A flash of Tila gripping my shirt. Not my blood. I rub a hand over my new face, composing myself. “Right. OK.” I push open the door and step inside, Nazarin following me.
A transparent plastic bubble lies over most of the open floor, mirroring the one that would have been put over the real scene as soon as the authorities arrived, and just after Tila had apparently fled the scene. A huge bloodstain lies within, wet and glistening, as if it’s just been spilled.
I fight down my gag reflex. It is so much blood.
Almost all five liters of it, some of it soaking into the white rug, ruined beyond repair. Just a few days ago, Tila had been in that original room in Zenith, entertaining, joking, flirting, laughing. I can imagine it so clearly now, after being there last night. What happened? What changed?
I want to understand everything—whether she’d known this Vuk she’d attacked, and if so, how, and from where. I move around the bubble, Detective Nazarin watching my every reaction. His brown eyes have flecks of gold in them.
I don’t know what he wants me to find—if there is anything to find. There are empty glasses on the replicated coffee table. Most are overturned or shattered, but a wine glass is still upright and unbroken, the imprint of lipstick on its glass. Purple, the same shade I painted my lips last night. I try to remember if it was the same color Tila was wearing on Thursday night. I only saw her for those few moments before they took her away. The make-up, half-smeared across her face by rain, tears and wiped-away blood. It must have been purple lipstick.

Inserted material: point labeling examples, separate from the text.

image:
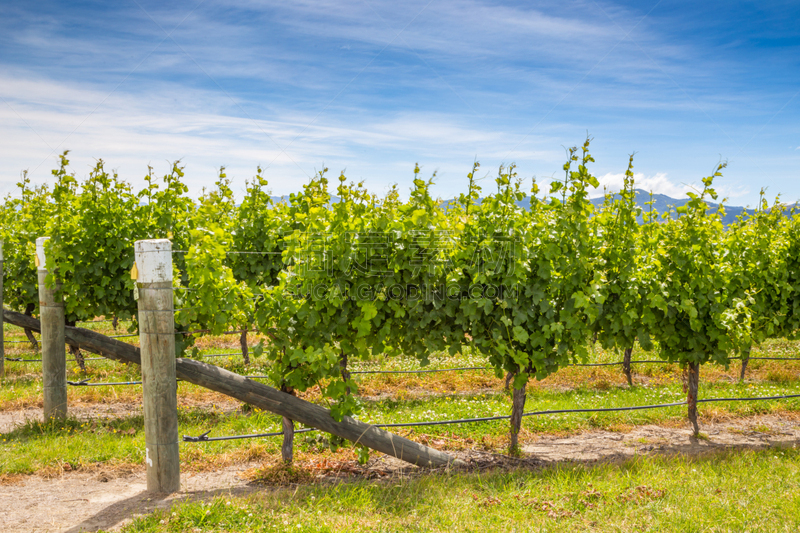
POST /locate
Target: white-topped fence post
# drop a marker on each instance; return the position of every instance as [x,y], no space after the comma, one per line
[2,341]
[157,340]
[54,353]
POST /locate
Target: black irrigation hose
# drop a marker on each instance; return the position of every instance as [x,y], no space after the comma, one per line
[204,437]
[20,360]
[85,383]
[418,371]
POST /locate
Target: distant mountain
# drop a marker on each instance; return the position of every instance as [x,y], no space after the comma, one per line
[662,204]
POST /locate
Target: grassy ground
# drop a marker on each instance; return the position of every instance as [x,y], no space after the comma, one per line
[743,491]
[109,432]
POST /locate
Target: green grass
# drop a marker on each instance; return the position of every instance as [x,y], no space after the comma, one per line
[38,446]
[742,491]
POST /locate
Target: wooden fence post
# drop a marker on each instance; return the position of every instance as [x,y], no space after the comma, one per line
[157,340]
[54,353]
[2,344]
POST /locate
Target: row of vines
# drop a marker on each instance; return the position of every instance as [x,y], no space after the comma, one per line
[333,279]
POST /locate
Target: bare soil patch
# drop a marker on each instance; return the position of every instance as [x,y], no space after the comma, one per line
[88,501]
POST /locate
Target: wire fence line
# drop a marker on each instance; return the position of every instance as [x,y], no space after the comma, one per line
[205,438]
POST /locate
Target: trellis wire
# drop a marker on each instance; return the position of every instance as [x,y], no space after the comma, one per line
[204,437]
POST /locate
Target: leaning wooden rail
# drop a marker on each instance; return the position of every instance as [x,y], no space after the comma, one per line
[256,394]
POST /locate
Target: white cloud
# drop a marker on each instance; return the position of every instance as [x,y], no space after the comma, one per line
[658,183]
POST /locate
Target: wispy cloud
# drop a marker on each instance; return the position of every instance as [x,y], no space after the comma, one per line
[338,86]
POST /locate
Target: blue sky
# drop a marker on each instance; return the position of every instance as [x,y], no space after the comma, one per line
[373,87]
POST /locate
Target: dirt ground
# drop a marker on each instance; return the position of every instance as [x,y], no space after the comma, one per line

“Have they done the autopsy?” I ask.
“Yes. They sent through the report and a possible re-creation. I can show it to you. Are you sure you want to see it?”
I nod, even though watching it is the last thing I want to do.
He takes out his tablet and places it next to him on the sofa. He presses a button and a little holographic display comes up. He could have streamed it right to my implants, but I appreciate him putting it on the tablet instead. It gives me the illusion of distance.
Three-dimensional holograms appear and, unlike the solid-looking crime scene around us, these are as transparent as ghosts.
Vuk is laughing, knocking back champagne. He has a similar look to Nazarin—bulky and muscular, with short-buzzed hair. But where Nazarin’s features are strong, Vuk’s are almost delicate, the features too small for his face. He sets down the glasses, chatting with his friends. Tila perches next to him, her legs crossed, as she sips from a wine glass. It’s a re-creation from the infrared sensors at Zenith, so their expressions are only the bare minimum—a huge smile or no emotion at all. One by one, the other people leave, until Vuk and Tila are alone.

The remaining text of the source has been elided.